We argue that the establishment of a NUPES government programme for the 2022 parliamentary elections can be seen as a key moment that closes the parenthesis of the left’s division on European issues opened in 2005, and of (part of) the left’s ‘liberal turn’ taken by François Hollande.

In the perspective of the 2024 European elections, a common programme, linking national and European issues, seems to be conceivable and strategically desirable for the left. As it was the case for the distribution of constituencies during the 2022 legislative elections between the different components of NUPES, the list for the European elections could be built considering the electoral results of the 2022 elections and the 2019 European elections.
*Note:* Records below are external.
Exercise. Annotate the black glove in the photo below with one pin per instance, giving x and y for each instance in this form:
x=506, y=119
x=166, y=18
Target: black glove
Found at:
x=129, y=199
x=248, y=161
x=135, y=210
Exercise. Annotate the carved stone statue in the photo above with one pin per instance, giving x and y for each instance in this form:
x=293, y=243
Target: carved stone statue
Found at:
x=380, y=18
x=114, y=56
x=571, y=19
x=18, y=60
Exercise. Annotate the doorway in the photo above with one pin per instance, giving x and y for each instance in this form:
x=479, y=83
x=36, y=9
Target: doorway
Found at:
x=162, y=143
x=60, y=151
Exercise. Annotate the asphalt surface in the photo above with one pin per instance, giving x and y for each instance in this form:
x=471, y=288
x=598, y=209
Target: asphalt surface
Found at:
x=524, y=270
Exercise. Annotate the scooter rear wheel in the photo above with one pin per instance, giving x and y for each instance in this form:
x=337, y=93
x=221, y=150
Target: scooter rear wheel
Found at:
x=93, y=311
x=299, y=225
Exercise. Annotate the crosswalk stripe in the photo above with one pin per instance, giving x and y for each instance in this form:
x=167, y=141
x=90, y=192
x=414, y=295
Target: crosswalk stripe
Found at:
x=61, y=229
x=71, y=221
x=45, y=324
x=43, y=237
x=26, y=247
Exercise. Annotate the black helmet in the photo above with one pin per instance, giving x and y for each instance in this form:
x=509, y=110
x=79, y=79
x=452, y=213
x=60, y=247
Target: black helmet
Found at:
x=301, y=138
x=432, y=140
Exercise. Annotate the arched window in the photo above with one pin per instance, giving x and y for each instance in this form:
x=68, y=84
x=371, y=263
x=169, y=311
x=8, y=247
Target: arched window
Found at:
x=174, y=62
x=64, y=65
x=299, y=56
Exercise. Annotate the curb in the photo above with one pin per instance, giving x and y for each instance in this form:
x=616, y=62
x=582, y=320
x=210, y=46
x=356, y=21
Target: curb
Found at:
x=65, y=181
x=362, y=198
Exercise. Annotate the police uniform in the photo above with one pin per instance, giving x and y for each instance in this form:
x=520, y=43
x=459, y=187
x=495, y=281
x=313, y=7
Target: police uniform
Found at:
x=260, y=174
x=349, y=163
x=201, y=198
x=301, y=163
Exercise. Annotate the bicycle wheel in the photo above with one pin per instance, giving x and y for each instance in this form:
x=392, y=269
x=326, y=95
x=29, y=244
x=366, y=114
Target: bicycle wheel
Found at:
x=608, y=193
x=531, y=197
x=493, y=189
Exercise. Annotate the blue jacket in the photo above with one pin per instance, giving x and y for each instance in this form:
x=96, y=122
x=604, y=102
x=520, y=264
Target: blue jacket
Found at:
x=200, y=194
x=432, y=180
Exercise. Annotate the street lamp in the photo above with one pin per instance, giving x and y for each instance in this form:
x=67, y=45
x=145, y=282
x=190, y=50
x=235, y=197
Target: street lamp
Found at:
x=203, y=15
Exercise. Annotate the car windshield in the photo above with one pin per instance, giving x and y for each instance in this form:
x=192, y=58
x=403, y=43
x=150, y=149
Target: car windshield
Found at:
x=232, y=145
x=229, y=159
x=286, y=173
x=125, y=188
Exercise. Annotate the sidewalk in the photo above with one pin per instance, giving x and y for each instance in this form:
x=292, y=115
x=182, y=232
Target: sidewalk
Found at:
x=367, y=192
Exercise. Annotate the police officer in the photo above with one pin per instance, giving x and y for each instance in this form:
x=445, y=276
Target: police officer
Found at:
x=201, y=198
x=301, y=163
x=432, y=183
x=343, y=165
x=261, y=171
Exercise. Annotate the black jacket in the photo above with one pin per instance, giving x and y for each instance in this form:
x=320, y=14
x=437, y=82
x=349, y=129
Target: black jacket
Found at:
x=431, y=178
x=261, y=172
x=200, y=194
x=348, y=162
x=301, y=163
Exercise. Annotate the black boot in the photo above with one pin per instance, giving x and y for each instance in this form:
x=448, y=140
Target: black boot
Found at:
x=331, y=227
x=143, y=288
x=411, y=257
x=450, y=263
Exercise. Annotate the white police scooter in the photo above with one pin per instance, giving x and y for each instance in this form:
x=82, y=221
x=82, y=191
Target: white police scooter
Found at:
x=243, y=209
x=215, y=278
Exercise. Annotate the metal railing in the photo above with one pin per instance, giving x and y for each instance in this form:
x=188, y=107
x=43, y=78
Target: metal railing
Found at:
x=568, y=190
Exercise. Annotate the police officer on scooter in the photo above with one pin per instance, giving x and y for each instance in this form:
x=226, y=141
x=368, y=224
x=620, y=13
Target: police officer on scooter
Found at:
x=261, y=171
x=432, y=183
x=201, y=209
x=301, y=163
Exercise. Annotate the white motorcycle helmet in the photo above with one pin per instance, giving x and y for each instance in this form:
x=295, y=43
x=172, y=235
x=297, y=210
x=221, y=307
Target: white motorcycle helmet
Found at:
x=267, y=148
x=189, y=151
A common list would not necessarily imply the formation of a single group in the EP. As it is the case at the national level (each component of the NUPES has its own group in the National Assembly), at the European level, each party could sit in its own group but they could all work together on a shared agenda. This is even easier in the European Parliament, where no single group has a majority, and which has a stronger parliamentary culture than the National Assembly in France.

The 2024 programme for the European elections could be based on the votes in the EP during the last legislature and on the ‘European Union and international’ chapter of the shared government programme NUPES that could be further developed. Following the model of the NUPES in the 2022 legislative elections, a European programme could emphasise the need to disobey European rules if they conflict with the implementation of the programme. The programme could also propose the organisation of a ‘European Convention for the revision and rewriting of the European treaties’ in order to make EU rules compatible with the implementation of left-wing programmes both at European and national levels.

We also argue that, given the current tripartition of European party systems, an electoral alliance would be strategically desirable at the micro level (e.g. survival of the parties) and at the macro level (consolidation of a strong left-wing bloc capable of ‘storming heaven’) both in the short and long term. The rise of the far right across the European continent, coupled with the porous borders between the right and the far right at the level of the European Parliament, reinforces the need for joint work on the left of the hemicycle. Moreover, the renewal of the NUPES would provide voters with the necessary clarity and coherence to envision the implementation of more democratic, social and environmentally sustainable public policies both at the national and European levels.

 

Laura Chazel is a specialist of the European radical left. She is an associate researcher at Sciences Po Grenoble, a research fellow at the Research Institute for Sustainability of Potsdam, and a post-doctoral researcher at the Jagiellonian University of Krakow. She holds a PhD in political science from the University Grenoble Alpes (realised in co-direction with the University Complutense of Madrid). During her doctoral studies, she examined the theorization and practice of ‘populism’ by the French (LFI) and Spanish (Podemos) radical lefts. As a post-doctoral researcher, she now focuses on the German (Die Linke), Belgian (PTB) and Greek (Syriza) cases. More generally, she is interested in the mutations of the radical left over the last two decades, the emergence of new forms of protest that aim to ‘radicalise’ (liberal) democracy, the environmental discourse of the post-Marxist left, and the relationship between civil society movements and political parties.